Monedula signata — добрый друг путешественников в тех местах Амазонки, которые изобилуют кровожадной мотукой. Я впервые обратил внимание на привычку осы охотиться на эту муху, когда мы высадились, чтобы развести огонь и пообедать на опушке леса, по соседству с песчаной отмелью. Муха величиной с шершня, выглядит совершенно как оса. Я был немало удивлен, когда одна из ос стаи, которая вертелась около нас, пролетела у самого моего лица: оказывается, она заметила у меня на шее мотуку и накинулась на нее. Она схватила муху не челюстями, а передними и средними ногами и унесла, тесно прижав к груди. Где бы в Верхней Амазонке ни высадился путешественник поблизости от песчаной отмели, его наверняка будут сопровождать один или несколько этих полезных охотников за паразитами.

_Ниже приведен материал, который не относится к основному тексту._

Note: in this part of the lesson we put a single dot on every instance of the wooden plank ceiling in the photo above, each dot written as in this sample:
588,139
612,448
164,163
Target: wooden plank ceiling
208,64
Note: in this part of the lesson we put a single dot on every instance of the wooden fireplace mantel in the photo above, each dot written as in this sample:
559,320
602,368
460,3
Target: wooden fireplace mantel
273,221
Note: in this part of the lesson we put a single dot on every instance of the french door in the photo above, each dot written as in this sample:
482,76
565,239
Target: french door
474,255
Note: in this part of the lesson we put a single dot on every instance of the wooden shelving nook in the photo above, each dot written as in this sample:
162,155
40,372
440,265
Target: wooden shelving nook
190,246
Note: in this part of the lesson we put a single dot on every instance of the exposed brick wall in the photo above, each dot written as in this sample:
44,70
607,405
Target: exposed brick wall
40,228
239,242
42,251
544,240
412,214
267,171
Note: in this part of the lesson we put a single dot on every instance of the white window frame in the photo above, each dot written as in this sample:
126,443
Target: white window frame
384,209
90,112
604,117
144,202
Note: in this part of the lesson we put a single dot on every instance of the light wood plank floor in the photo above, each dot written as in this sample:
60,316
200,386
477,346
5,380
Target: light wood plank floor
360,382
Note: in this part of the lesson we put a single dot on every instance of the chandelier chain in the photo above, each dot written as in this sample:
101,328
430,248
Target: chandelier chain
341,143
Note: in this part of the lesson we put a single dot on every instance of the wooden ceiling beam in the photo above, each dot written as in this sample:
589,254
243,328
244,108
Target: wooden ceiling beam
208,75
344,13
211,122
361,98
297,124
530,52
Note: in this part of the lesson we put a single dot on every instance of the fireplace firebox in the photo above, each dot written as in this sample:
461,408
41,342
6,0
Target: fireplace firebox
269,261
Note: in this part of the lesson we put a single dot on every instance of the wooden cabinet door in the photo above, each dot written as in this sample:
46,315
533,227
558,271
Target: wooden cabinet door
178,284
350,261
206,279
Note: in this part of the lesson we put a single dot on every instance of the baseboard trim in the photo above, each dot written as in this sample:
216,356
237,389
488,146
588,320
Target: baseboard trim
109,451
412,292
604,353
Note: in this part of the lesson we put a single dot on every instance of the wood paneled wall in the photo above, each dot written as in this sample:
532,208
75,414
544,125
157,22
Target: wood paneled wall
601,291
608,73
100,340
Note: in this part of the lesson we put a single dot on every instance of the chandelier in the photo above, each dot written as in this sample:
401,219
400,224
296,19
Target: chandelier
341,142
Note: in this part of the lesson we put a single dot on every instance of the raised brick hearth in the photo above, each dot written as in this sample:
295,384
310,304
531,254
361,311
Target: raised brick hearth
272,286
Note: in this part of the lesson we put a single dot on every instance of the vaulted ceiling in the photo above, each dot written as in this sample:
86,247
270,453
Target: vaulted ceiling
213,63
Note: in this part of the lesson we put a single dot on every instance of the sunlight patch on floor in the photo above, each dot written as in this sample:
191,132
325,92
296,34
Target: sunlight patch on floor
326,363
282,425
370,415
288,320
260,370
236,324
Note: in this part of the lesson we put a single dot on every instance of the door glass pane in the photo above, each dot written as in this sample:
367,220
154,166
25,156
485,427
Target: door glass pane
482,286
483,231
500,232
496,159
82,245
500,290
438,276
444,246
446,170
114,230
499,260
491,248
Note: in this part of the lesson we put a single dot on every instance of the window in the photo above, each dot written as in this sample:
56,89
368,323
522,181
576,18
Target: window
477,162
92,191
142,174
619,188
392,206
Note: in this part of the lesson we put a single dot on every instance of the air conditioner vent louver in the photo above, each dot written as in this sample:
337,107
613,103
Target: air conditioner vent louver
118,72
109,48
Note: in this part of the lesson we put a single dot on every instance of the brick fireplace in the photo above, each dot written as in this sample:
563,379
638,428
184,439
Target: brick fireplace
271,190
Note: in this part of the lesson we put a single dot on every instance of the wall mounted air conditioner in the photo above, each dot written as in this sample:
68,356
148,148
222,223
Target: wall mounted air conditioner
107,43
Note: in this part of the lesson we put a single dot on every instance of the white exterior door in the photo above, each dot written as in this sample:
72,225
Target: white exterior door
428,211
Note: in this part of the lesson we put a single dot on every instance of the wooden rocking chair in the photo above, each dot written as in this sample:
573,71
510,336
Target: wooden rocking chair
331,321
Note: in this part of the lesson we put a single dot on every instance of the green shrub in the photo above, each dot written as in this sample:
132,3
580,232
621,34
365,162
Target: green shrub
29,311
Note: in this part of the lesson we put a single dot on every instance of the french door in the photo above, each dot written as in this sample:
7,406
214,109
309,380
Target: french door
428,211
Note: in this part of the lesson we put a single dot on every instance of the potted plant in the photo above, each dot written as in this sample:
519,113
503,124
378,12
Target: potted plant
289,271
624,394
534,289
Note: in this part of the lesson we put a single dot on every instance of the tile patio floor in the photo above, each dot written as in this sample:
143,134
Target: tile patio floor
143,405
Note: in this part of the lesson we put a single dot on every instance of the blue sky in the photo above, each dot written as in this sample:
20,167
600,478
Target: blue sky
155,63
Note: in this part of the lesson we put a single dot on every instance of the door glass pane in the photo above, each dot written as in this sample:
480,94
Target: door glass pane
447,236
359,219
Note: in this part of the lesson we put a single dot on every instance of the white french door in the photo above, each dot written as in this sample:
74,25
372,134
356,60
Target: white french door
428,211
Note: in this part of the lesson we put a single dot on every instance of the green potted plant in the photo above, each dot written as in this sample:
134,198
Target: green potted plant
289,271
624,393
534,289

Бухта Мапири была конечным пунктом моих дневных экскурсий на берег реки к западу от Сантарена. Можно, впрочем, пройти в сухой сезон пешком, как то нередко делают индейцы, 50-60 миль по широким и чистым песчаным пляжам Тапажоса. Единственными препятствиями на пути являются ручейки, которые, когда вода стоит низко, можно перейти вброд. На восток я в своих прогулках доходил до берегов протока Маика. Он впадает в Амазонку милях в 3 ниже Сантарена, где чистые струи Тапажоса начинает окрашивать мутная вода главной реки. Маика окаймляется широкой полосой роскошного ровного луга, ограниченного с обеих сторон прямой стеной высокого леса. На сантаренском берегу он опоясан высокими, поросшими лесом кряжами. Ландшафт этого рода всегда производил на меня такое впечатление уныния и заброшенности, какого никогда не вызывали яркие девственные леса, вплотную обступающие большую часть рукавов Амазонки. Луга лишены цветов и каких бы то ни было животных, если не считать нескольких маленьких, скромно окрашенных птичек да одиноких орлов-каракар, которые жалобно воют, сидя на самых высоких ветвях мертвых деревьев по лесным опушкам. Несколько поселенцев выстроили на берегах Маика хижины с глинобитными стенами, крытые пальмовыми листьями, и занимаются по преимуществу присмотром за небольшими стадами крупного рогатого скота. Все они, по-видимому, бедны до убожества. Быки, однако, были, хоть и небольшие, но лоснящиеся и упитанные; природные условия округи, казалось, благоприятствовали земледелию и скотоводству. Во влажный сезон вода постепенно поднимается и покрывает луга, но там сколько угодно возвышенных мест, куда можно увести скот. Население, ленивое и невежественное, кажется, совершенно неспособно воспользоваться этими благами. Около домов нет ни садов, ни плантаций. Мне сказали, что садить что-нибудь тут бесполезно, потому что скот съедает молодые побеги. В этой стране скотоводство и земледелие совмещаются очень редко, так как люди, по-видимому, не имеют понятия об огораживании участков земли для обработки. Они говорят, что устраивать ограды стоит слишком больших хлопот. Сооружение прочной изгороди — дело, разумеется, трудное: здесь есть только два-три вида деревьев, пригодных для этой цели, потому что их не портят насекомые, да и те разбросаны по всему лесу.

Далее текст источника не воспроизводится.